Hybridization of the Enterprise Compute Infrastructure

The State of Hybrid Infrastructure

From pets, plants in our garden, to the technology landscape, everything is getting hybridized. In the Information Technology world, the hybrid cloud (or compute infrastructure if you wish) is defined as interconnected on-premise, shared, and cloud resources, simultaneously using collective resources. As noted in a survey "Voice of the Enterprise" conducted by the 451 Research Group, nearly 60% of organizations indicate that they are establishing a hybrid cloud environment. This means they are leveraging existing data center assets (traditional and private cloud), colocation, and cloud resources to meet various performance requirements. What seems a bit surprising, based on anecdotal conversations, only 18% of the participants in the survey indicated that the public cloud would become their soul computing platform.

Hybrid Cloud investment predictions for 2019 according to 451 Research Group

• Enterprise data centers show 2.5% growth rate, which is down from 6% two years ago
• Colocation and Managed Service facilities are increasing 8.1%, surpassing enterprise owned assets
• Cloud infrastructure is growing by 18% which is expected, but showing signs of slower growth

Tracking data center growth and density the industry tracking sight datacentermap.com gives a great visualization of private, shared, and public cloud-based data centers.

Drivers and Demands for the Hybrid Cloud

Edge computing demand is driven by low latency/high bandwidth data demands from autonomous vehicles, on-line transactions, to IoT devices
• Cost management of applications where IT organizations are optimizing workloads based on infrastructure and networking costs, risk management, and performance demands
• Performance factors drive workload placement – distributed computing for high transactional requirements; traditional centralized infrastructure for compute intense batch reporting and analytics
• Security and compliance drive workload placement. Traditionally, it was believed that an organization’s own data center offered more security and auditability. However, as these facilities age, colocation and public cloud vendors are adopting modern and more sophisticated systems.

Trends
Colocation services have evolved over the years from the fortress style data centers to a highly connected internet exchange hub. We are now seeing that further evolve to host more complex physical and virtual infrastructure capable of supporting the workload mobility demanded by the Hybrid Cloud and Edge computing needs.

With this maturing or evolution competition among Colocation providers is increasing. They now need to add unique services to entice and maintain their tenants. This competition is good for both the customer and the colocation providers themselves. Enhanced services bring significant value to the tenant without paying for the high cost of innovation. Improved services help bring operating costs down while driving more customer demand.

Colocation vendors are starting to provide more services and transparency to support the tenant’s workload management. To manage workloads in this complex hybrid environment, organizations need visibility into the entire stack, where is it, where does it run best, where it is the best security profile, where does it cost least to run.

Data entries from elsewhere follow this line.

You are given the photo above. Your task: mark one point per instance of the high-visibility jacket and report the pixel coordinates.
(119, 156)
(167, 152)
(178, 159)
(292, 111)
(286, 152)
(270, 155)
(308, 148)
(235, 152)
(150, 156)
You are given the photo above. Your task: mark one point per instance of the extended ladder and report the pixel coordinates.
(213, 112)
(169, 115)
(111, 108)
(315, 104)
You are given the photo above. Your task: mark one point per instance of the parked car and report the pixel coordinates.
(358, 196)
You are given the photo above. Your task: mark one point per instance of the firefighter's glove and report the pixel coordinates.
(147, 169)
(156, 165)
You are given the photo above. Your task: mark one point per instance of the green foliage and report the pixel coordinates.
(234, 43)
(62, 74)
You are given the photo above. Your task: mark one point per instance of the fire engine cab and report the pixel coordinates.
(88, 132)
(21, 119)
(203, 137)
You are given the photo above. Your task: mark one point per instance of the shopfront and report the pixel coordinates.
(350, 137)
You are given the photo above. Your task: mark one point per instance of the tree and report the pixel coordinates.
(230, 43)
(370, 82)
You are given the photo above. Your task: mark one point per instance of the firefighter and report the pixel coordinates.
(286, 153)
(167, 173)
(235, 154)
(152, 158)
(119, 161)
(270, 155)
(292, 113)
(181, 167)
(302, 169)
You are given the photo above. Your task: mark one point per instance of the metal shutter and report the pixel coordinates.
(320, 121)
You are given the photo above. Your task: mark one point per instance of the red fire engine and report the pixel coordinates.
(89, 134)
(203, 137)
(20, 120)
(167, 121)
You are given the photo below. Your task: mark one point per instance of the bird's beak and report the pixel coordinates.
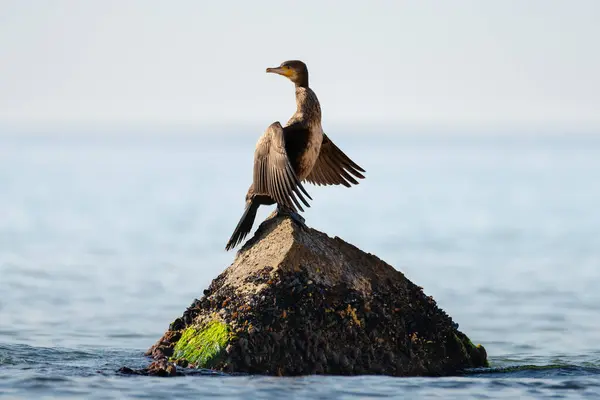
(278, 70)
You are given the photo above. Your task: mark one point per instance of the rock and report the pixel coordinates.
(296, 302)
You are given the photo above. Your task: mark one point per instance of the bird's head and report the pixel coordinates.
(294, 70)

Complex environments have millions of inputs from devices and sensors daily. It is impossible to manually monitor and react to the valuable data that is available. Artificial Intelligence (AI) and machine learning are being adopted to provide advanced to help innumerate all of the outcomes for smarter decision making and improve failure predictability.

The demand to optimize and tier workloads are demanding more in-depth management tools to assist. DCIM tools are proving the ideal solution for both tenants and the colocation provider to understand the nature of a workload and identify where it should move to, based on the parameters of cost, performance, and risk.